Lophelia pertusa collected from the Viosca Knoll site in a tank on board from a previous research cruise. Click image for larger view and image credit.
Lophelia pertusa create habitat for a number of other species at a site in Green Canyon. Click image for larger view and image credit.
Climate Change, Carbon, and Cold-water Corals
September 24, 2008
Jay Lunden
Graduate Student
Temple University
As our atmosphere warms as a result of increased carbon dioxide (CO2) emissions, the ocean is changing as well. The ocean is a “sink” for CO2, and absorbs approximately 20-30 percent of the CO2 produced by humans.
As CO2 levels in the ocean increase, they alter a fundamental chemical dynamic that is important to coral survival. Corals depend on calcium carbonate (CaCO3) to make their skeletons. Some cold-water corals, such as Lophelia pertusa, use the mineral aragonite as their source of CaCO3. When CO2 dissolves in seawater, it interacts with water molecules (H2O) to form bicarbonate (HCO3-), carbonate (CO32-), and hydrogen (H+) ions. As the concentration of H+ ions in the seawater increases, seawater pH decreases. The ocean generally has a pH that is slightly alkaline, with values between 8.0-8.2. With more H+ ions floating around, the pH of the ocean will change. This change is called “ocean acidification,” which is something of a misnomer because the ocean’s pH value will get closer to – yet never reach – an acidic value. The increase in H+ ions (as a result of increased absorption of CO2) changes the chemistry of seawater as more carbonate (CO32-) in the water is converted to bicarbonate (HCO3-).
As the relative amounts of carbonate and bicarbonate change (changing the saturation state), it is more difficult to lay down calcium carbonate. Scleractinian corals, including Lophelia pertusa, are stony corals that lay down calcium carbonate as the mineral aragonite. Aragonite must be saturated in the water for the corals to thrive, and there is a depth limit at which aragonite ceases to be saturated and becomes under-saturated. This limit is known as the “aragonite saturation horizon,” and it is changing as the pH changes. As the aragonite saturation horizon changes and becomes shallower, corals in the deep sea struggle and will not be able to calcify as much as they previously could.

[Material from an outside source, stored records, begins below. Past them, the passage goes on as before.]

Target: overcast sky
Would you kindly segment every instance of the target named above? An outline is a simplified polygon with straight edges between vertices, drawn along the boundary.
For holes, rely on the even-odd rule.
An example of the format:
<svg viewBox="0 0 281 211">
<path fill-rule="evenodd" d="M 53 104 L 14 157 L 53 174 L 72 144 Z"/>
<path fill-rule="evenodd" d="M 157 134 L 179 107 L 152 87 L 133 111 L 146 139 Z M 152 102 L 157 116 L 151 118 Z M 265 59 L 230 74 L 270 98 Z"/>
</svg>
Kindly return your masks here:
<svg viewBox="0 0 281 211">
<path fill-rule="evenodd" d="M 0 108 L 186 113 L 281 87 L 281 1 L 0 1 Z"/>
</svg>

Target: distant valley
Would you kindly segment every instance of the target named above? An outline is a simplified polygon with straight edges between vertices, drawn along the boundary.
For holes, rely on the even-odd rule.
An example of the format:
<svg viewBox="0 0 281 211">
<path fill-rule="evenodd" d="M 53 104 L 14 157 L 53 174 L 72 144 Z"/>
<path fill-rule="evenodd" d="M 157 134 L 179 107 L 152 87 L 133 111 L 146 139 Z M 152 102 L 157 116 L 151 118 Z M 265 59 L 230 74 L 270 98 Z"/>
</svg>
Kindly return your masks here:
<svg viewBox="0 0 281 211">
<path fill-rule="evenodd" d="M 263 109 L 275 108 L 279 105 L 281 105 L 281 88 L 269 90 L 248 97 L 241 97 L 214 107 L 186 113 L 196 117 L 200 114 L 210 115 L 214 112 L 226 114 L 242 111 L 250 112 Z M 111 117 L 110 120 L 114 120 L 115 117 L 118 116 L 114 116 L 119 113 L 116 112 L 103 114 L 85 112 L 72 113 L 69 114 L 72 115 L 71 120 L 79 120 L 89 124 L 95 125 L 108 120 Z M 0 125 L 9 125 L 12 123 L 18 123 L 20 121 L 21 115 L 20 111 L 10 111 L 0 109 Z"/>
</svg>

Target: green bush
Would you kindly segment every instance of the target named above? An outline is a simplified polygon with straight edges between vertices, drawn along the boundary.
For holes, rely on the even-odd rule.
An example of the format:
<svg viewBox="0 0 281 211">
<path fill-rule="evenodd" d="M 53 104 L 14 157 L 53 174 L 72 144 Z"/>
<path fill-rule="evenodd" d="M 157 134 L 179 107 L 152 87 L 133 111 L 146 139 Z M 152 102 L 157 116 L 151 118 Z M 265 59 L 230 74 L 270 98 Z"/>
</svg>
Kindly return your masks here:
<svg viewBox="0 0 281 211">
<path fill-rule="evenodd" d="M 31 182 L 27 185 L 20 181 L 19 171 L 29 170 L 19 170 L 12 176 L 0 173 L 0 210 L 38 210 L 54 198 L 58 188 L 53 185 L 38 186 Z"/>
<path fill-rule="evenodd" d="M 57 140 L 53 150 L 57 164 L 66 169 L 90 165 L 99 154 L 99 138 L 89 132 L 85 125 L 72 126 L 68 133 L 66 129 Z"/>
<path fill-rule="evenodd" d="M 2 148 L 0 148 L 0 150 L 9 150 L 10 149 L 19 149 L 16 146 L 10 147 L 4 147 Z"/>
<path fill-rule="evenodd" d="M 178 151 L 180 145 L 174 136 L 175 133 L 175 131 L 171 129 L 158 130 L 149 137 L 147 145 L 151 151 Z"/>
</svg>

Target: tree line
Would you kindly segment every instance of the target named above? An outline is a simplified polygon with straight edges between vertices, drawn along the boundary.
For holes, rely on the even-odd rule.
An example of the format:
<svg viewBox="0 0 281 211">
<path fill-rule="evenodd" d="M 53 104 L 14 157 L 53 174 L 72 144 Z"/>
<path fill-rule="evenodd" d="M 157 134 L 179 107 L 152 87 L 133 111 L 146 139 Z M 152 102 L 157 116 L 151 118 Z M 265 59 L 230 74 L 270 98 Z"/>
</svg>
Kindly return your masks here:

Scientists expect that with reduced calcification, corals will have weaker skeletons, slower growth, and an increased susceptibility to erosion. Since corals provide other marine organisms with habitats and breeding grounds, the change of the aragonite saturation horizon will affect these other organisms as well. This includes many fish that are caught for commercial use.
We will be collecting Lophelia to test its response to changing pH in a series of lab experiments. This will help us to understand what the potential effects of ocean acidification will be on deep-water corals in the future.
So what can you do to help the corals and associated fauna of the deep? Walk more, drive less, volunteer to plant trees, and keep your fingers crossed that we won’t lose these precious organisms.